For the past year, we have filed numerous amicus briefs in multiple federal courts standing up for the Constitution and standing against Executive overreach on behalf of over 100,000 concerned Americans and dozens of Members of Congress.
In total, we represented 113 Members of Congress—25 U.S. Senators led by both Sen. Cornyn and Sen. Cruz from Texas in addition to 88 members of the House of Representatives led by Judiciary Committee Chairman Bob Goodlatte and former Judiciary Committee Chairman Lamar Smith. You can read the entire brief and the entire list of Members of Congress here.
At every stage and in every court, federal judges have agreed with our core arguments in our briefs, urging the court to do the right thing and strike down President Obama’s overreach. As our brief argued:
“The States are likely to succeed on the merits of their constitutional claim because the DHS directive violates the Constitution, impermissibly disrupts the separation of powers, and amounts to an abdication of the Executive’s constitutional and statutory duties. Appellants unconstitutionally legislated by creating a categorical, class-based program not supported by law or established congressional immigration policy.”
Why? Because President Obama can’t simply use his unelected bureaucratic agencies to rewrite our nation’s laws when Congress chooses not to do so themselves. This responsibility resides with Congress, not the President.
That is a core principle of our Constitution, enshrined by our Founding Fathers to ensure our republic is representative of the people and protective of their freedoms.
Yesterday, a three judge panel of the Fifth Circuit Court of Appeals - with a vote of 2-1 – agreed with the 26 U.S. states challenging the Executive action and our brief defending the Constitution.

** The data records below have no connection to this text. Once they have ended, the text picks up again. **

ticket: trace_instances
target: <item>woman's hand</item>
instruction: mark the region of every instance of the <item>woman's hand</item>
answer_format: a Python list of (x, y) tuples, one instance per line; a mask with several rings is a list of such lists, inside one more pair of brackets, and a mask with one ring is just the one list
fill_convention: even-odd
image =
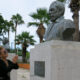
[(18, 60), (18, 55), (16, 55), (16, 56), (13, 57), (12, 62), (13, 63), (17, 63), (17, 60)]

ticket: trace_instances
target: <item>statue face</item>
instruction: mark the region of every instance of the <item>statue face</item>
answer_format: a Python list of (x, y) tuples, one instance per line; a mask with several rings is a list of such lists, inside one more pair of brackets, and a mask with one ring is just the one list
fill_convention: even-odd
[(57, 9), (56, 7), (50, 7), (49, 9), (49, 16), (50, 16), (50, 19), (51, 21), (55, 21), (56, 18), (57, 18)]

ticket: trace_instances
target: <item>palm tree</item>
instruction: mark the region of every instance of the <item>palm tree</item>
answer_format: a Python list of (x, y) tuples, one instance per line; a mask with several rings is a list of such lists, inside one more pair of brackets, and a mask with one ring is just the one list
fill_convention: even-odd
[(28, 26), (36, 26), (38, 27), (37, 29), (37, 34), (40, 38), (40, 43), (43, 42), (43, 36), (45, 34), (45, 27), (44, 24), (49, 24), (49, 15), (48, 15), (48, 11), (45, 8), (39, 8), (37, 9), (37, 12), (32, 13), (30, 15), (35, 22), (29, 22)]
[(3, 34), (3, 30), (4, 30), (4, 18), (3, 16), (0, 14), (0, 34)]
[(4, 27), (4, 33), (8, 33), (8, 40), (9, 40), (9, 36), (10, 36), (10, 31), (15, 31), (14, 29), (14, 24), (12, 21), (4, 21), (5, 27)]
[(22, 59), (26, 61), (26, 50), (30, 45), (34, 45), (35, 40), (28, 32), (22, 32), (22, 34), (16, 37), (16, 44), (22, 44)]
[[(23, 19), (22, 19), (22, 17), (21, 17), (20, 14), (13, 15), (12, 18), (11, 18), (11, 21), (14, 24), (14, 28), (15, 28), (15, 39), (16, 39), (17, 26), (18, 25), (21, 25), (21, 24), (24, 24), (24, 21), (23, 21)], [(16, 50), (16, 42), (15, 42), (15, 50)]]
[(79, 41), (79, 10), (80, 10), (80, 0), (71, 0), (69, 7), (73, 12), (73, 19), (75, 23), (75, 34), (74, 40)]

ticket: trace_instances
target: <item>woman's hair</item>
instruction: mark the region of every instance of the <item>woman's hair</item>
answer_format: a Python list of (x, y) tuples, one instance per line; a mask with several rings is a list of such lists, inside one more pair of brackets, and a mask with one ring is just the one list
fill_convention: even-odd
[(2, 46), (0, 46), (0, 54), (1, 54), (1, 50), (4, 49)]

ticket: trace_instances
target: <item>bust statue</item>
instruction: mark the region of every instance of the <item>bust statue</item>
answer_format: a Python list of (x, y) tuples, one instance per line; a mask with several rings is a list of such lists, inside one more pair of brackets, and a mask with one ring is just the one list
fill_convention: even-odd
[(49, 15), (51, 23), (48, 25), (44, 39), (73, 40), (75, 25), (73, 21), (64, 19), (65, 6), (62, 2), (55, 1), (50, 5)]
[(3, 47), (9, 51), (10, 47), (8, 38), (4, 37), (2, 42), (3, 42)]

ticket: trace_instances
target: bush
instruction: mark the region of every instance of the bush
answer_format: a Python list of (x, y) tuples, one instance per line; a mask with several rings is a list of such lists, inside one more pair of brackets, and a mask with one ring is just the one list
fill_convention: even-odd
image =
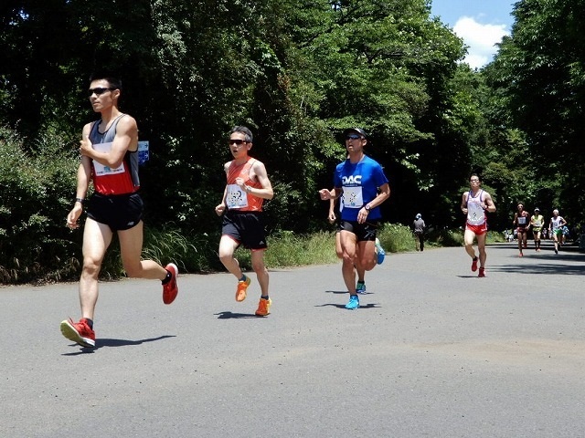
[(25, 148), (23, 139), (0, 127), (2, 283), (69, 279), (77, 272), (80, 237), (65, 226), (77, 163), (56, 137)]

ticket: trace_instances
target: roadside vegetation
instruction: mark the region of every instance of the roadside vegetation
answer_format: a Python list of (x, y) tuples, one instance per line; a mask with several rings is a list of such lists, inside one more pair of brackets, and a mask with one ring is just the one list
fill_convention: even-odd
[[(428, 0), (8, 2), (0, 10), (0, 283), (79, 276), (81, 230), (65, 218), (79, 138), (94, 120), (95, 66), (122, 78), (150, 160), (142, 167), (144, 256), (183, 272), (222, 269), (214, 207), (225, 187), (227, 132), (247, 125), (266, 164), (267, 264), (335, 261), (327, 206), (346, 156), (342, 132), (368, 133), (390, 199), (380, 240), (461, 245), (458, 204), (480, 174), (496, 232), (518, 202), (558, 208), (574, 235), (585, 218), (585, 0), (520, 0), (511, 34), (481, 70)], [(205, 19), (201, 19), (201, 17)], [(110, 32), (108, 29), (116, 29)], [(547, 215), (545, 214), (545, 217)], [(102, 276), (122, 272), (115, 243)], [(246, 262), (245, 254), (241, 256)]]

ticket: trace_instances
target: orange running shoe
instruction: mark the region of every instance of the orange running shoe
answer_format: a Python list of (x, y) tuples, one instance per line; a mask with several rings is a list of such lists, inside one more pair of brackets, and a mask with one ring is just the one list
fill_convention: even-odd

The decision upheld the injunction against President Obama’s Executive action, ruling “[W]e affirm the preliminary injunction because the states have standing; they have established a substantial likelihood of success on the merits of their procedural and substantive APA claims; and they have satisfied the other elements required for an injunction.” (p. 2)
The court went on to hold that the Obama Administration was issuing Executive directives contrary to the laws on the books in a way that is neither constitutionally nor statutorily permissible.
“At its core, this case is about the Secretary’s decision to change the immigration classification of millions of illegal aliens on a class-wide basis. The states properly maintain that DAPA’s grant of lawful presence and accompanying eligibility for benefits is a substantive rule that must go through notice and comment, before it imposes substantial costs on them, and that DAPA is substantively contrary to law." (p. 42)
The Obama Administration and its allies continue to claim that what they have done is permissible. But the court ruled that it is such a substantial change in our nation’s immigration laws that Congress would have assigned that ability explicitly to a bureaucratic agency if they had wanted it to rewrite the law in such a way.
“The interpretation of those provisions that the [Obama Administration] advances would allow him to grant lawful presence and work authorization to any illegal alien in the United States—an untenable position in light of the INA’s intricate system of immigration classifications and employment eligibility.” (p. 62)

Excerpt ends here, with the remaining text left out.